ハレルヤ

独裁者と小さな孫のハレルヤのレビュー・感想・評価

独裁者と小さな孫(2014年製作の映画)
3.9
独裁国家で大統領として君臨する主人公の年老いた男。クーデターが発生した事で孫と共に追われる身となる。逃亡する先で自らが引き起こした国の非情な現実を知るドラマ。

パッケージの孫が可愛らしいので、ちょっとは心温まるような作風かもと思っていましたが、見事に真逆でしたね。想像してたよりかなり重苦しい内容の作品でした。

前半の公用車に乗って逃亡を図る場面のスリリングさはかなりの緊張感。四方八方を群集に取り囲まれて、あまりの数に護衛も次々と逃げ出す事態。この辺りだけでも十分圧巻でした。

懸賞金をかけられて逃亡生活を送る事になった大統領と孫。その行く先々で目にするのは暴力の嵐。反体制の軍人による略奪や強姦、女性や子供も見境無く殺害される残酷な実態。そして自分の命令で殺した人々の家族。

窮地に追い込まれて初めて知る自分の国の事実。そして自分自身を悔いる大統領。そんな一連を何も知らない幼い孫の目線がしっかりと捉えています。とにかく生々しい描写が多くてあの孫役の子、撮影の時トラウマになってないか心配するほど。特にラストなんか大の大人でも見てて苦しかったし。

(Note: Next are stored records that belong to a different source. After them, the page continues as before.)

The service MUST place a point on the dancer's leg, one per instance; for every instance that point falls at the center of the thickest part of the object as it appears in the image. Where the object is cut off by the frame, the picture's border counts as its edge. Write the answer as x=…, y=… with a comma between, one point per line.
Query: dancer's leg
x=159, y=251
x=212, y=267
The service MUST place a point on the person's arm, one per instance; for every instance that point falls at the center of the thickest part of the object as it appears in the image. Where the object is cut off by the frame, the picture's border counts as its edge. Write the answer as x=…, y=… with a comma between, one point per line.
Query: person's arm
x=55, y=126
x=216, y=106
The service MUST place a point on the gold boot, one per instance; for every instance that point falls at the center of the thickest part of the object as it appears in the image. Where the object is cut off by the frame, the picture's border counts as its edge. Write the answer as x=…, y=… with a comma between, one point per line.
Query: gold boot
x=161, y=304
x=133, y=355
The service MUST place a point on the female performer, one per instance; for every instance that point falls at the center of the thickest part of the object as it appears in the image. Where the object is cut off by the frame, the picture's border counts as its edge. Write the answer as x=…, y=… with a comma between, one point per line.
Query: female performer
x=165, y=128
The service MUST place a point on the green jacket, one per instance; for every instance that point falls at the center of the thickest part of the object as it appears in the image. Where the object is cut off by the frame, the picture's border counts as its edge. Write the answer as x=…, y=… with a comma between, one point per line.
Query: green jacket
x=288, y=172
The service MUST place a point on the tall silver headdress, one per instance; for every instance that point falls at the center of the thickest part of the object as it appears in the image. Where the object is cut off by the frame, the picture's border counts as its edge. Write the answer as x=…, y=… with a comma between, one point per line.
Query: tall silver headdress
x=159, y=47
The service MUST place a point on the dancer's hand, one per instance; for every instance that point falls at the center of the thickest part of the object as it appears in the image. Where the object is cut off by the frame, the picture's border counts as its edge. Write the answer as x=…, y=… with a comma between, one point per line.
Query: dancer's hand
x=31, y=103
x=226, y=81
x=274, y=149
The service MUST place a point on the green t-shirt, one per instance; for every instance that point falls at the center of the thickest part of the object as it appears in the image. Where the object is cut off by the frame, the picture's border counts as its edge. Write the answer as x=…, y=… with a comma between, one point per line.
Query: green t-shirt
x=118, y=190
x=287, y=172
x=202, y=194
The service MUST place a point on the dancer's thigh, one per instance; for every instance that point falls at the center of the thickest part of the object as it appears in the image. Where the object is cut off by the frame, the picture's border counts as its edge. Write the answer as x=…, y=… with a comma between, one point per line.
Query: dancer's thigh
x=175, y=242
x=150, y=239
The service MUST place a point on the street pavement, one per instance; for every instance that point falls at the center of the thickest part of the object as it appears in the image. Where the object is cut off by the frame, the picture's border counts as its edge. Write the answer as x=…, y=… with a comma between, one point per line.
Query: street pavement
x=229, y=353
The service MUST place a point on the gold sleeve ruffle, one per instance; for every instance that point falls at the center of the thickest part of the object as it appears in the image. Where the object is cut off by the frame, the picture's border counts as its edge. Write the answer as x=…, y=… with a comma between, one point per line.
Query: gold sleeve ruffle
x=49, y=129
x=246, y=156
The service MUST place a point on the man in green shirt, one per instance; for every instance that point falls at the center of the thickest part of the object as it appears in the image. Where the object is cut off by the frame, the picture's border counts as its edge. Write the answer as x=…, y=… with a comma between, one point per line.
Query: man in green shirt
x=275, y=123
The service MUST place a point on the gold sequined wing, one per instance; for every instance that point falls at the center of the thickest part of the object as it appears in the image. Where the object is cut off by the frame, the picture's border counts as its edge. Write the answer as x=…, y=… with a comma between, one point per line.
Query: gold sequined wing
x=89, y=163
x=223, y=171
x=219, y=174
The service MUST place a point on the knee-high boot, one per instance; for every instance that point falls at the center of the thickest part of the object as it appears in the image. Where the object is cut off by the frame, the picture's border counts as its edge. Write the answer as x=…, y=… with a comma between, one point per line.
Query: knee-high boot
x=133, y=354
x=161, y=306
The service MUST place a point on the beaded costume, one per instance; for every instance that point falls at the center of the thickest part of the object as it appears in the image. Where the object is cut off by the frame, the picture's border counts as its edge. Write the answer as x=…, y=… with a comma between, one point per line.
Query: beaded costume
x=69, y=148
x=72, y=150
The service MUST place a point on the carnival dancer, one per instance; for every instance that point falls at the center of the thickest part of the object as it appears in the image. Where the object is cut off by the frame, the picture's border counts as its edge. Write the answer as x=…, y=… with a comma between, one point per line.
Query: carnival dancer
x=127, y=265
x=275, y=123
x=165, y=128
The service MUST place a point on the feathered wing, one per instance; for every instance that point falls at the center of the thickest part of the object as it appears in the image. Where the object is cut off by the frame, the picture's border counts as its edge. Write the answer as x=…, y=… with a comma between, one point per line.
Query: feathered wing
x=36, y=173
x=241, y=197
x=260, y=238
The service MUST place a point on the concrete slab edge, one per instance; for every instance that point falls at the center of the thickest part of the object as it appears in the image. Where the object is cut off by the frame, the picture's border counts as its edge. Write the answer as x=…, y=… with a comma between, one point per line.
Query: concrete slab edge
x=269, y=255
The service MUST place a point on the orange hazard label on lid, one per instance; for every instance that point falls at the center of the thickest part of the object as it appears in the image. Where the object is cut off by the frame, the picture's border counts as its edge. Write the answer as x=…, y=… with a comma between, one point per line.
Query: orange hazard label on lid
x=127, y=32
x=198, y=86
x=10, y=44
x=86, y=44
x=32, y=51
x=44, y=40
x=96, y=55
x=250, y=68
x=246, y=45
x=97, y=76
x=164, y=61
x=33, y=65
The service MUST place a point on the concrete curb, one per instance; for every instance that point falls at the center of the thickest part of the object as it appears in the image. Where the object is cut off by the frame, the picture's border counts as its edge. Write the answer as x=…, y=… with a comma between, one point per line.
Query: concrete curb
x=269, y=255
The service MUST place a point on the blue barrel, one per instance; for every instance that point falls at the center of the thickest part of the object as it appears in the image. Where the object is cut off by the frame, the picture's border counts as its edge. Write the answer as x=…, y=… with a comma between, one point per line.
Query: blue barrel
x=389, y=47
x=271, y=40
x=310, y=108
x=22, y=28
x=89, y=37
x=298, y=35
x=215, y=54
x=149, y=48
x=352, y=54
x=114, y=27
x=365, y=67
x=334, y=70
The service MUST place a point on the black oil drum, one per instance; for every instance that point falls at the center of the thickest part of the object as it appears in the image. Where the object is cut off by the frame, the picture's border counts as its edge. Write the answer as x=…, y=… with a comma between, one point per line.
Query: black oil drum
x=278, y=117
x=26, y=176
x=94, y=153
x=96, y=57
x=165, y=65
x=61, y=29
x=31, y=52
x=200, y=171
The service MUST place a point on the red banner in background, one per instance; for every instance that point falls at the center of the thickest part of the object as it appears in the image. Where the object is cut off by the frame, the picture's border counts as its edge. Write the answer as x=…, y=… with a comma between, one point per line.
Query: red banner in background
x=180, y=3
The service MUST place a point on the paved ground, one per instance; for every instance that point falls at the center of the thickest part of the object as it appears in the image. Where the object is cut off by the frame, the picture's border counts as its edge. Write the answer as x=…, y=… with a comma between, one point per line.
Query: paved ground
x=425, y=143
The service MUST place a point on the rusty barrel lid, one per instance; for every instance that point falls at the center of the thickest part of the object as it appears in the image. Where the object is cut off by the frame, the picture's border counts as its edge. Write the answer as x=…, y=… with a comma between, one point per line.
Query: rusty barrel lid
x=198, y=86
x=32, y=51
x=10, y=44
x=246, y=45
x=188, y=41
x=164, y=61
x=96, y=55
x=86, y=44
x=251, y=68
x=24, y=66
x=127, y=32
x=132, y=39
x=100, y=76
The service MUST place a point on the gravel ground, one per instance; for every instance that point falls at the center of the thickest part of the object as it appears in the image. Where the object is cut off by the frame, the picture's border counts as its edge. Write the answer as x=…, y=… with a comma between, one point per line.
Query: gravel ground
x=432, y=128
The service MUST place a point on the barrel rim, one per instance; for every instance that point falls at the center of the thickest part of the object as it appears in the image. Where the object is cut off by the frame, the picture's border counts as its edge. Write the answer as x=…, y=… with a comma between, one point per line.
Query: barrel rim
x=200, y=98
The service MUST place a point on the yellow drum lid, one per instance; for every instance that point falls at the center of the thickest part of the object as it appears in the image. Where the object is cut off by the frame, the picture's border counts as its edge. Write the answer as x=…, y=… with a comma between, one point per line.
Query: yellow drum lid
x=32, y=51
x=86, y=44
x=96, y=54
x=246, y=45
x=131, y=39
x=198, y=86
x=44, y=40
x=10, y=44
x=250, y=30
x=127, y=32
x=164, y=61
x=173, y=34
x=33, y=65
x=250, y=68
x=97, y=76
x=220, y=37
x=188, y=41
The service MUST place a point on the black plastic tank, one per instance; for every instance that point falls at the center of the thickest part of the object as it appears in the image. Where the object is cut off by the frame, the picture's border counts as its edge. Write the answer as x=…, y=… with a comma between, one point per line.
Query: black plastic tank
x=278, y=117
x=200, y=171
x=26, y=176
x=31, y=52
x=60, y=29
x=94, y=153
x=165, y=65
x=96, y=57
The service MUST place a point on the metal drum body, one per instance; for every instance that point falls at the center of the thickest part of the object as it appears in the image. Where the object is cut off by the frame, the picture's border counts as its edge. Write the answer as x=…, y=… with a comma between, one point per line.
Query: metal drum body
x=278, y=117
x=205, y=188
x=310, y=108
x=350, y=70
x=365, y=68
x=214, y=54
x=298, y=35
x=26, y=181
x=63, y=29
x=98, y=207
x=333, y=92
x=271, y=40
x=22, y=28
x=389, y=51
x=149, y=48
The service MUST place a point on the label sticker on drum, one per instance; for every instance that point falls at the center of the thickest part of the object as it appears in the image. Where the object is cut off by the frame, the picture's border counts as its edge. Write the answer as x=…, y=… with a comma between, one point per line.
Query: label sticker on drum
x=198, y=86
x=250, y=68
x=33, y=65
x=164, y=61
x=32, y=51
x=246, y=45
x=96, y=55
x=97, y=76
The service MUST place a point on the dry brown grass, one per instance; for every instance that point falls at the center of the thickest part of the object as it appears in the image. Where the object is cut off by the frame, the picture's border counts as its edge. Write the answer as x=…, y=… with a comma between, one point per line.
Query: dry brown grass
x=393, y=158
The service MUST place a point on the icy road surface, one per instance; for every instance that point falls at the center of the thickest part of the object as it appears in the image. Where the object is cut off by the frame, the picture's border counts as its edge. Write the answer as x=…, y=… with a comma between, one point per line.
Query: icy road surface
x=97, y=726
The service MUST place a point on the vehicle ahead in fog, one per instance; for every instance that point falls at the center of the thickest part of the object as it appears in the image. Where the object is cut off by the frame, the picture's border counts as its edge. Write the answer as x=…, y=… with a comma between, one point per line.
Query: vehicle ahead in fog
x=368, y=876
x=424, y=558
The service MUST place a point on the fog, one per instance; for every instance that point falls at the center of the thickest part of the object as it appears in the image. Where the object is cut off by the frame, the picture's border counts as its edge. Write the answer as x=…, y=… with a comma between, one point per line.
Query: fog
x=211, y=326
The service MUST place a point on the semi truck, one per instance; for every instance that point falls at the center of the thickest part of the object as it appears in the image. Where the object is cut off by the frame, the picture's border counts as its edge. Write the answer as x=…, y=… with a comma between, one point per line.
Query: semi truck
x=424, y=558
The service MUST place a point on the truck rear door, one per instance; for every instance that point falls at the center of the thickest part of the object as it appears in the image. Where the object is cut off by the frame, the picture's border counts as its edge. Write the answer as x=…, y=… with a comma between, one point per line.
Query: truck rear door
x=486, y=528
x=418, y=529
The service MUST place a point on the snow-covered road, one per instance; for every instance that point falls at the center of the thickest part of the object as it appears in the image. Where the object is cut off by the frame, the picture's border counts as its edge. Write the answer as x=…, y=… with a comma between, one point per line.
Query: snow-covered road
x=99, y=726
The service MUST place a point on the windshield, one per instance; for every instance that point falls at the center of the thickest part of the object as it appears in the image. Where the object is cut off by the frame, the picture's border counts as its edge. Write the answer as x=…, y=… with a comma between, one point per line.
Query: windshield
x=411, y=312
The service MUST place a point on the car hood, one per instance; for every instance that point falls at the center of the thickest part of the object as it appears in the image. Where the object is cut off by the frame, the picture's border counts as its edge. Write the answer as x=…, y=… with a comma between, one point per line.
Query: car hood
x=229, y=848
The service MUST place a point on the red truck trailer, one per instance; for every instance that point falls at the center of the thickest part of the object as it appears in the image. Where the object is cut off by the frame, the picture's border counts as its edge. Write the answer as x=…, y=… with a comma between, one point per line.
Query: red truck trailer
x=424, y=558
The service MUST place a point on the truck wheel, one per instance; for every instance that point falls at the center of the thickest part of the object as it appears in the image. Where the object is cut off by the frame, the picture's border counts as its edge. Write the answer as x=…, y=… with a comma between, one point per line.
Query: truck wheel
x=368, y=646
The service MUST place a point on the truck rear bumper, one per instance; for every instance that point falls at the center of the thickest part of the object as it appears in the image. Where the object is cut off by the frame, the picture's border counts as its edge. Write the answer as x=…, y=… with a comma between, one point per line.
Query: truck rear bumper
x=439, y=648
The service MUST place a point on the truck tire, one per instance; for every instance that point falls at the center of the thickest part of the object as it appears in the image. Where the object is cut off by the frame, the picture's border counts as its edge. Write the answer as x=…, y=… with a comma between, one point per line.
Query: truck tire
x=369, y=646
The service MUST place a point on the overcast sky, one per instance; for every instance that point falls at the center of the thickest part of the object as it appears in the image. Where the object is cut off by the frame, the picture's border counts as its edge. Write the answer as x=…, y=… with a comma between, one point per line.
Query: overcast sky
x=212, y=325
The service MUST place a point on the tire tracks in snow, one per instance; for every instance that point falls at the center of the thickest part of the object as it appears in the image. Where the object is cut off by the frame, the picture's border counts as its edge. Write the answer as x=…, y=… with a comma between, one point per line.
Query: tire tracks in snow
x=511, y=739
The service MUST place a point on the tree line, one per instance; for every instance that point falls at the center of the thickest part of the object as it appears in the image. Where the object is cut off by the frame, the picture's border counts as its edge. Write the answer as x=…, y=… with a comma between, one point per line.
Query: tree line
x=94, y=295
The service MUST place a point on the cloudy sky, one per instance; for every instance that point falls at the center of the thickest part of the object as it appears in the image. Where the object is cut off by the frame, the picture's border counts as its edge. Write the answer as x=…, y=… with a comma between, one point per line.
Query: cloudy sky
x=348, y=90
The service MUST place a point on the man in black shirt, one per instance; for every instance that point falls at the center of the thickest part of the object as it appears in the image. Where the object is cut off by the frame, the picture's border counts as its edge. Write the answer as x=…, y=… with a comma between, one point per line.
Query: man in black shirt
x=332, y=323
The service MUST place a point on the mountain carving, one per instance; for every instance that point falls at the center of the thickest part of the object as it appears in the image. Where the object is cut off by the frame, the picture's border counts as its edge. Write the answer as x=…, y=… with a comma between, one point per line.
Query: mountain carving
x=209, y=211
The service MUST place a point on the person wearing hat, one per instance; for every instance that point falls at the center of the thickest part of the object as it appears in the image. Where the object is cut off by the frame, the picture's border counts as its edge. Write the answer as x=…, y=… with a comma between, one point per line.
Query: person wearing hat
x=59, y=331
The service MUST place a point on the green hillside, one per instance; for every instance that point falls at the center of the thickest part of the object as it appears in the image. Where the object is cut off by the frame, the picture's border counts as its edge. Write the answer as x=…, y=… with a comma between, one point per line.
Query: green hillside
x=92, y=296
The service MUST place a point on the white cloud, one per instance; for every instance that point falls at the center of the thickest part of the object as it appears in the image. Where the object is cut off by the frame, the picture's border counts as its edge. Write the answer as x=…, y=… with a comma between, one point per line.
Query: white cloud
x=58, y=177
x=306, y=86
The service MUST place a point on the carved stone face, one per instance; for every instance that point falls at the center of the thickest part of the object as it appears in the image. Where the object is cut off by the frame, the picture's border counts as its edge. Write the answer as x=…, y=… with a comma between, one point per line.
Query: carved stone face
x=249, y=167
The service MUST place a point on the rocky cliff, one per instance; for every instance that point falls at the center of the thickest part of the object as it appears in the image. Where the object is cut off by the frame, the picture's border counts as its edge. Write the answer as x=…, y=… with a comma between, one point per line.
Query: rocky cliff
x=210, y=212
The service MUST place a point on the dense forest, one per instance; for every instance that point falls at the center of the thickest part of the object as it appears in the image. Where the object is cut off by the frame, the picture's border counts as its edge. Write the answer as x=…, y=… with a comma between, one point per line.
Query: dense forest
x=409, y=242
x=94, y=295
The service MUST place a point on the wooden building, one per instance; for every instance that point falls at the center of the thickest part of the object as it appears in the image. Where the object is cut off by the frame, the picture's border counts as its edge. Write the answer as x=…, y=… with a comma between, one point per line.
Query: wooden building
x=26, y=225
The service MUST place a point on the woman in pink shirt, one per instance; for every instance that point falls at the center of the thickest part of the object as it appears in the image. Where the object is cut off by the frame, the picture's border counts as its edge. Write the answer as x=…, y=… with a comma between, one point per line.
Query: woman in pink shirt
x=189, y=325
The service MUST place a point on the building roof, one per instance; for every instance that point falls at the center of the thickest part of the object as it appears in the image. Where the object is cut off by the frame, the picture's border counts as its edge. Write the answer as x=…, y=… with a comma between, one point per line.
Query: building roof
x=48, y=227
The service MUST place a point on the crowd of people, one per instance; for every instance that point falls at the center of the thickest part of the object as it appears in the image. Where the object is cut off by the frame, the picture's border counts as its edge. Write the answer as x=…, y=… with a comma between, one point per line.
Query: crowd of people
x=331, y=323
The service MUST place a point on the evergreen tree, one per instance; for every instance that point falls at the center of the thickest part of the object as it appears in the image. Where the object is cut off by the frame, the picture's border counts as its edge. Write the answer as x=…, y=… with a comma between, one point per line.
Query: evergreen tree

放漫な身分から現実を知っていく大統領の心の変化を描いた作品。その一方で本作での出来事は特定の国だけでなく、世界のどこでも起こり得るというのを示唆しています。監督自身もそれを意識して製作したみたいですね。

メッセージ的にも映画的な見せ方もかなりの巧さを感じた作品でした。精神的にかなりしんどくなりますが、間違いなく見る人の心に突き刺さると思います。